How you would do a cross-aggregate projection with Commanded?

artem · September 18, 2023, 10:08pm

Hi all

I am new to Commanded and whole world of CQRS, trying to evaluate whether it would suite my case. I would appreciate suggestions on how you would do a cross-aggregate projection.

I am thinking about a small specialized Human Resources related service. Candidates submit their resumes, Recruiters submit their vacancies. Commanded and CQRS should work just fine for whichever slices and dices I’d want to have e.g. for listing the highest paying vacancies in a particular field.

But I can’t wrap my head about recommendations. If I have a primitive recommendation engine to recommend candidates with elixir skill to recruiters looking for elixir skill and the other way around, does it essentially mean that I need to build a projection (a PostgreSQL table most probably) on every vacancy/candidate update? Possibly even rebuild the whole table on every small aggregate change?

Is it normal and expected or am I missing something?
Or is it conceptually okay to have separate projections for candidates/recruiters and “derive” recommendations by querying them with an sql JOIN? Even if recommendations will become more computationally intensive later (e.g. require calling a machine leaning mode)?
Or is it a known problem with the known recommendations?
How would you do it? I will be grateful for any pointers.

tcoopman · September 19, 2023, 12:04pm

Hi Artem,

I think there are multiple solutions to what you’re talking about and they are not as much commanded related, but are practices related to EventSourcing in general.

Most of this depends on how you’re modelling your solution.

Firstly, a side remark that might be not super relevant for your question, but I’d like to add it anyway:
In Domain-Driven Design (DDD) I like to make it very explicit what an aggregate is: An aggregate is responsible to keep certain constraints consistent at all times.
On the other hand in EventSourcing a stream is some logical grouping of events. For example everything that happens on 1 resume, could be a stream, but I would only call it an aggregate when you also have constraints that you need to guard.

So coming back to your question, it now depends on how you model everything.
Is a person a stream? a resume? looking for candidates?

Depending on how you model that, your need for projections will also change.
For example, I guess this would be your default model:

(green is the query, orange events)

But you could also use a process manager:

In this case, we have a process manager that links skills and vacancies, so that our projection is a bit simpler.

But we still have a total free choice on what the projection writes. it can be 1 table, multiple tables, it can be multiple projections.
If you want advice on that, I propose that you work out your question in a bit more detail. How do recommendations look like? What information do they need to contain. Why would you have to rebuild the whole table on every change?

artem · September 19, 2023, 3:59pm

Thank you for the explanation and illustrations, @tcoopman !

Indeed, why can’t I query the projections of resumes and vacancies and have matching as a part of a query.

Why would you have to rebuild the whole table on every change?

I somehow had it in my mind that the final projection (or a query to a projection) would be rows of vacancies with matching candidates and the other way around, so for example I was thinking of a projection table sort 'of vacancy having rows like with columns like:
vacancy_id, description, skills_needed, matched_resume_ids_or_even_full_content_as_json_array.
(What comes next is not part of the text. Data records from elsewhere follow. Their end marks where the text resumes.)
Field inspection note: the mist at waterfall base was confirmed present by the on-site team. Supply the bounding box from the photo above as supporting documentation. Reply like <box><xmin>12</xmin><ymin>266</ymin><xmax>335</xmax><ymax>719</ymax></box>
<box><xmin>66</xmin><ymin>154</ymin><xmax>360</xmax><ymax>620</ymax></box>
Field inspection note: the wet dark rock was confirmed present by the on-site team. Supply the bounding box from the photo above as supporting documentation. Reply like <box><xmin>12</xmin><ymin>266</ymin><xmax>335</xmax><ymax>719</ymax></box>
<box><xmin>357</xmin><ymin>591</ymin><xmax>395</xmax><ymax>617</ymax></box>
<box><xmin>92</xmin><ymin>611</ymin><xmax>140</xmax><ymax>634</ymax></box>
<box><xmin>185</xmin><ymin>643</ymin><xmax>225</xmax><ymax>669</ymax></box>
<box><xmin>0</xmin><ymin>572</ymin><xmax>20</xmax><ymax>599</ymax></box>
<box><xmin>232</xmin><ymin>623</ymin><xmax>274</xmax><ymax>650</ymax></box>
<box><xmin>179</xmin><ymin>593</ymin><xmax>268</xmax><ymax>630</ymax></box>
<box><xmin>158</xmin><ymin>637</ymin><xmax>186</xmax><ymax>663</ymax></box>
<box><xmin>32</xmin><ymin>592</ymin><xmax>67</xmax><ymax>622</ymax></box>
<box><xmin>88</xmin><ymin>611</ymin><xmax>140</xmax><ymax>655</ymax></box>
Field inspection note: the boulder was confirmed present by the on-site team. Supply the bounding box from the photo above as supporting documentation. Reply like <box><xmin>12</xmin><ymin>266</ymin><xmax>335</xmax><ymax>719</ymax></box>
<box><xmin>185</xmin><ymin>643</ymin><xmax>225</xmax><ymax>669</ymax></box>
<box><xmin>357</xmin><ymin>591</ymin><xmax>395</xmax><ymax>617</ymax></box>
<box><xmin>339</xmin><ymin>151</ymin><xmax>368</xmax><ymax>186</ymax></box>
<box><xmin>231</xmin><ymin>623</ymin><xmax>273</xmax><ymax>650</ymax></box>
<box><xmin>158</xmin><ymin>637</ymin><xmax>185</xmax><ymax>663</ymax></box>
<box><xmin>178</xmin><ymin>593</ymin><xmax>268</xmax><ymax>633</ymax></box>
With this projection in mind whenever a new resume is posted or removed I guess a system would need not to add a row to a table, but to change/replace the already existing one.

I suppose I would also need to learn how to handle removed/deactivated aggregated. Your image for “resume submitted” events will work perfectly when resumes are only submitted, but now I realize that I will probably need to do something when resume is deactivated for whichever reason (expired, manually unpublished) and I’d want final projections be somehow easily queryable to active resumes only.